I love when information on the Internet settles a question once and for all.

But on the flip side, there’s nothing more frustrating than finding info and not … quite … being able to believe or trust it.

I learned today that my grudgingly semi-sorta-adopted hometown of Allentown, Pennsylvania, is supposedly the home of the broadcast profanity delay.

According to the Wiki piece, an engineer at local AM station WKAP developed a primitive five-second tape delay system in 1952 for use on a new call-in program called “Open Mic.”

The innovation allegedly spread to other radio stations owned by the same company, then throughout the radio industry, and eventually to the world of network television as well.

I know some of of the basic facts are true. There was a radio station called WKAP in Allentown for many years. (Casey Kasem mentioned it a good half-dozen times on American Top 40 countdowns between 1974 and 1977, according to Pete Battistini’s excellent AT40 book.)

But the Wiki page for “broadcast delay” is completely unattributed. No references are provided for any of the material. Not industry publications, not newspaper articles, not interviews with the principal players … nothing. That’s always a red flag.

I also note that there are two different paragraphs next to each other covering pretty much exactly the same ground on the WKAP story. When I see that in a Wiki entry, it always makes me wonder which one is right (or closer to right); where the contributors are getting their information; and why each section includes information the other one lacks.

While the first graf is more crisply and professionally written, it includes the phrase “it is believed that,” which should set off alarm bells for anyone even remotely skeptical about accuracy. (It was believed once that the earth was flat, too, until people started looking into it. What people believe and what is accurate are all too frequently not the same thing.)

I also find it interesting that the Wiki page for WKAP’s descendant station, WSAN, makes no mention of WKAP’s claim to broadcast history. One would think such a fact would be worthy of mention on the WSAN page … if it were verifiably true.

Finally, Googling some of the basic names and terms from the Wiki article turned up no substantial supporting information. All I seemed to find were articles on other sites that had copied Wiki’s text.

This little tidbit of local history — which marks its 60th anniversary this year, by the way — might well be true. If it is, it’s kinda cool, in a whaddya-know sort of way.

I just wish the greatest, most wide-ranging  information source in the history of the world gave me enough information to be completely sure about it.

(Coda: As I think more about this, I find it remarkable that in a boring burg like Allentown, in a supposedly polite era like the early ’50s, people were concerned about inappropriate comments on the air. Were they really worried that someone was gonna call in and say, “This is Stu from Lehighton, and I’m really f—king sick of Harry Truman”?)

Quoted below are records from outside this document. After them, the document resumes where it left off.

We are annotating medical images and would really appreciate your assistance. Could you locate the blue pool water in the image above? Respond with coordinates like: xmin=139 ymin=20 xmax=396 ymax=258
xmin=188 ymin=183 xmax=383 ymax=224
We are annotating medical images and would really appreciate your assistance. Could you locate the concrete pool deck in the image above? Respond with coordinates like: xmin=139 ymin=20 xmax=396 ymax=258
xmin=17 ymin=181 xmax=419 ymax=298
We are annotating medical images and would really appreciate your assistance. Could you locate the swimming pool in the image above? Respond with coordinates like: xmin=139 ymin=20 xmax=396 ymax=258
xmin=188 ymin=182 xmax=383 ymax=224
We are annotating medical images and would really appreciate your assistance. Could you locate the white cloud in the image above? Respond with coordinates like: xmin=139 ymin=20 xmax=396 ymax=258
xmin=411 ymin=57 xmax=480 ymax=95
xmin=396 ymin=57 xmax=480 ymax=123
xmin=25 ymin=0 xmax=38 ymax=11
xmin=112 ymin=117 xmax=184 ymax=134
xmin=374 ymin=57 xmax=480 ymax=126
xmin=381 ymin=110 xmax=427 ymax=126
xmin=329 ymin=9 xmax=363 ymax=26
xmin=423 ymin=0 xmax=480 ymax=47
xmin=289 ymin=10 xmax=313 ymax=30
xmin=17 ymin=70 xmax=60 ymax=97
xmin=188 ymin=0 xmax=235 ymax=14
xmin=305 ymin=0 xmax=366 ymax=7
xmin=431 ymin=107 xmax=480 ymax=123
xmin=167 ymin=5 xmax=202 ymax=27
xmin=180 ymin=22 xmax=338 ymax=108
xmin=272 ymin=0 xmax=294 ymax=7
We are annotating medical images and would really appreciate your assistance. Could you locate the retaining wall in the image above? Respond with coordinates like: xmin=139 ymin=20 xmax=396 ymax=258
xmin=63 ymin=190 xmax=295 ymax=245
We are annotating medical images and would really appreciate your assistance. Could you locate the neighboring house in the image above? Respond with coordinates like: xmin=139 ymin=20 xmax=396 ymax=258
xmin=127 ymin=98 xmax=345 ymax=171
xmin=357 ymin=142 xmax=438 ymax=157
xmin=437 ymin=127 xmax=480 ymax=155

2 thoughts on “Seconds from history.

  1. You should give the people what they want – extended excurses on Canadian rock and pop history. I’ve been listening to CKWS out of Kingston, Ontario because they play a Casey Kasem ’70s Top 40 on Saturdays and one from the ’80s on Sunday. Anyway, it’s an oldies/classic rock station, but they play bands like Streetheart or Chilliwack of someone named Luba that never made it big in the states. Sometimes it takes me a while to figure out the connection – they play a lot of Blood, Sweat, and Tears because apparently the lead singer was Canadian.

    Here’s Streetheart with their disco-rock cover of “Under My Thumb” – http://www.youtube.com/watch?v=ogGFzJlRu1Y . It appears that they were Manitoba’s answer to Styx.

  2. Delay is done digitally now, and has been since the late 70s, although at my cash-strapped college station, a couple of guys once rigged up a different way. We had two tape decks mounted on top of one another in a rack. They figured a way to record through one of them and play back on the other (which is probably the way tape delay actually works, although I’ve never seen it, so I don’t know). It was inelegant, and I’m not sure how they would have dealt with an actual obscenity, but at least they could say they had a delay.